The Jaguares are favourites to win the South African conference in this year’s Super Rugby, which was why Dobson said that he had resisted the temptation to cite any Hurricanes players after last week’s bad tempered tournament opener at Newlands. Dobson wanted the Hurricanes to beat the Jaguares in Buenos Aires to help his own team’s ambitions.
It seemed like a long shot given how poor the Hurricanes were last week and how efficient the Jaguares were in dispatching the Lions, and it looked like the Jaguares would confirm the pre-match predictions early in the game. However, the Hurricanes hung in and then finished strongly, scoring a late try to clinch a 26-23 win.

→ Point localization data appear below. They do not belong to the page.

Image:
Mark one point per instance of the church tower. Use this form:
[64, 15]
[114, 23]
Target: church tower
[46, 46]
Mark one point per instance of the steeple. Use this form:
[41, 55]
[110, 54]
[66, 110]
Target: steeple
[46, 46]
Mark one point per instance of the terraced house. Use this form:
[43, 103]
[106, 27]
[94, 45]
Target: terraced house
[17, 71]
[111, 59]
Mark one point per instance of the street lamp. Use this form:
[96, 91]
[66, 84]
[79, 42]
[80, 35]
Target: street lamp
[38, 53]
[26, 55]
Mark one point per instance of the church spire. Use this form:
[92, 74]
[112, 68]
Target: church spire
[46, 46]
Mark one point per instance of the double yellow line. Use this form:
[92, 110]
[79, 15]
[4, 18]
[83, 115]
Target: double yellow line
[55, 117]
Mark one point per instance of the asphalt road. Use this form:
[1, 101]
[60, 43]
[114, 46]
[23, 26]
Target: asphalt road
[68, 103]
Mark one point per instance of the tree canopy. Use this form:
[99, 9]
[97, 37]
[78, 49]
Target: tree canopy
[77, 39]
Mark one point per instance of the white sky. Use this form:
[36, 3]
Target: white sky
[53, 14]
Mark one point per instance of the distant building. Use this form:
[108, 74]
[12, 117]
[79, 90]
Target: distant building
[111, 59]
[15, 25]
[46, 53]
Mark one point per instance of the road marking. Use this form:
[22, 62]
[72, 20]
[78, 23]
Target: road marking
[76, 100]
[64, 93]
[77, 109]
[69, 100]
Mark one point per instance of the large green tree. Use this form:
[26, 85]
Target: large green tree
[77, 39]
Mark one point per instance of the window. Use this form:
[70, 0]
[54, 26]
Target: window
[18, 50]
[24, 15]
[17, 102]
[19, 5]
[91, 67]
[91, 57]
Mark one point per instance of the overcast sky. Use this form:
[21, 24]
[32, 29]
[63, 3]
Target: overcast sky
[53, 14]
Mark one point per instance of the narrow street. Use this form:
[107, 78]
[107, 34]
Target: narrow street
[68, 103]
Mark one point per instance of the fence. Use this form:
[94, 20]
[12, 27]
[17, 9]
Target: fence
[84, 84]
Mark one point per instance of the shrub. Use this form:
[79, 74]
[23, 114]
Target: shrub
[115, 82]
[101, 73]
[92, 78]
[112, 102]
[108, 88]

That timely setback for one of the main rivals in the conference should have humoured Dobson after he felt a little let down by the failure of a tightly fought and typically physical north/south derby from really exciting the big crowd that turned up for the game.

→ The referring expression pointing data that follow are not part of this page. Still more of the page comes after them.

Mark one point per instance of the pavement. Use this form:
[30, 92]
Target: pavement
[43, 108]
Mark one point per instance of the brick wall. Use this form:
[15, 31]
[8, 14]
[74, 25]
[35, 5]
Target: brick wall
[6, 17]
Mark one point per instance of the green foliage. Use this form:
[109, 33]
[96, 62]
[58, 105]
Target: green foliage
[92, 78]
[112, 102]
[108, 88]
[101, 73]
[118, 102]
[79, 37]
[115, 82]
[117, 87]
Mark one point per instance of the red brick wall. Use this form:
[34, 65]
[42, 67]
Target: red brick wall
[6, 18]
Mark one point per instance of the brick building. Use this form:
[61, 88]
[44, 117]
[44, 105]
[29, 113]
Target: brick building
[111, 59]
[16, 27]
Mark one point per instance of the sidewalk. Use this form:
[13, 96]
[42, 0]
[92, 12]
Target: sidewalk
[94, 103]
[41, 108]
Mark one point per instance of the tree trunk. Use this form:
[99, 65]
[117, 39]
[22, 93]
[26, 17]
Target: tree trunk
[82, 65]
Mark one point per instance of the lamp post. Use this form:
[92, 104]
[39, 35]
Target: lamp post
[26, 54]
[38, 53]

“It’s odd, last week we won well but still felt disappointed afterwards because we felt we could have done better, and after this game that feeling is even bigger. We just lacked all sorts of rhythm out there,” said Dobson.

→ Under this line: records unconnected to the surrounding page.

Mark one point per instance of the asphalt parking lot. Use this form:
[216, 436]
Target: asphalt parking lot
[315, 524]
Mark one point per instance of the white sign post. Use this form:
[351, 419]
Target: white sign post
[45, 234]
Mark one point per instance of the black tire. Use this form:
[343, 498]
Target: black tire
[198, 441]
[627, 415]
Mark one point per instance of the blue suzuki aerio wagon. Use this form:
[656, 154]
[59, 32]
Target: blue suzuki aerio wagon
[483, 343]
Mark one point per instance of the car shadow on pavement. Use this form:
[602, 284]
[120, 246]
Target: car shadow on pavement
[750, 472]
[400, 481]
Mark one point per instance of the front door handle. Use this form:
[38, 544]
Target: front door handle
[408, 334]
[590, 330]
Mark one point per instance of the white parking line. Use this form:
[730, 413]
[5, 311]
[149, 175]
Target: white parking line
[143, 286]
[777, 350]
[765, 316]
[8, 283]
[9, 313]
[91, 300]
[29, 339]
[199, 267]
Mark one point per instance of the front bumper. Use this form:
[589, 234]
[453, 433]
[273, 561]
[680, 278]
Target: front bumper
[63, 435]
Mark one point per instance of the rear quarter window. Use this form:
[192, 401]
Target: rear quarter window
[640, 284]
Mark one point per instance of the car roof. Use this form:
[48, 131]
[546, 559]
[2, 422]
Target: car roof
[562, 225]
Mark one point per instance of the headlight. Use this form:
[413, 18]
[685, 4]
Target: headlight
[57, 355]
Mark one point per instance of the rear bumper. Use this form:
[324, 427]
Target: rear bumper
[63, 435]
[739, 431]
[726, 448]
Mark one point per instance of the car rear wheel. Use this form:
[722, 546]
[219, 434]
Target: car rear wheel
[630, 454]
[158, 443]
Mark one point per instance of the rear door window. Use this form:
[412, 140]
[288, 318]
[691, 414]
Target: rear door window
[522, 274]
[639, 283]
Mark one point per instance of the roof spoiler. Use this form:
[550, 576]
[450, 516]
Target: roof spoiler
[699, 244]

“On the positive side though for the second successive week we did not concede any points, and given how the Bulls came at us during the game, and kept coming at us, that reflects that all the hard work we have put in on building team culture and character is paying off. That performance reflected a lot of character.
“But we wanted to score more tries like the excellent one that was scored by Seabelo Senatla. We wanted to play rugby to suit the occasion. We had one of the biggest crowds that have turned up for a Super Rugby game in a while, and we wanted to entertain them. But boy, the Bulls came at us, and credit for the way they came at us and kept coming at us. Speaking to the refereeing team afterwards, they said it was one of the most physical Super Rugby games they’ve been involved in. So we did well to hold them out.” Dobson left no doubt though he would like to have delivered more on the day.
“Just because it was a big crowd we would like to have given them something, but maybwe we will do it at Ellis Park next week (against the Lions) and then get a big crowd when we come back here to play the Jaguares the following week,” said the coach.
“The Johannesburg game could be a game where we get more chance to attack. Newlands is always a trickier place for attacking. My frustration is because I know we have a really electric back three. Through no fault of his own, we’ve hardly seen Sergeal Petersen yet this season. Leolin Zas, who was really electric in the curtain-raiser, is also back to his best.
“We let ourselves down today with our handling. There’d be one or two phases then a knock-on. I think the Bulls had eight or nine put ins during the first half. That means that many handling errors. On a few occasions we had forwards knocking on running off the flyhalf.”
It wasn’t all though just down to the Stormers’ errors. The mood that the Bulls were in coming to Cape Town for their last match at a stadium steeped in folklore in South African rugby played a role too.
“We started off okay, and in the first 10 minutes we put together some nice phases and dominated them physically. At that point there wasn’t massive pressure from the Bulls. But you also have to hand it to Pote (Human, the Bulls coach). He understands Newlands and this derby. The Bulls played with absolutely no respect for their bodies. The occasion obviously meant as much for them as it meant for us.”
The Stormers did win though and with the try scoring bonus point from last week reflected on their tally, the Jaguares defeat overnight leaves the Cape team on top of the conference, one point ahead of their coastal rivals, the Sharks, after two rounds.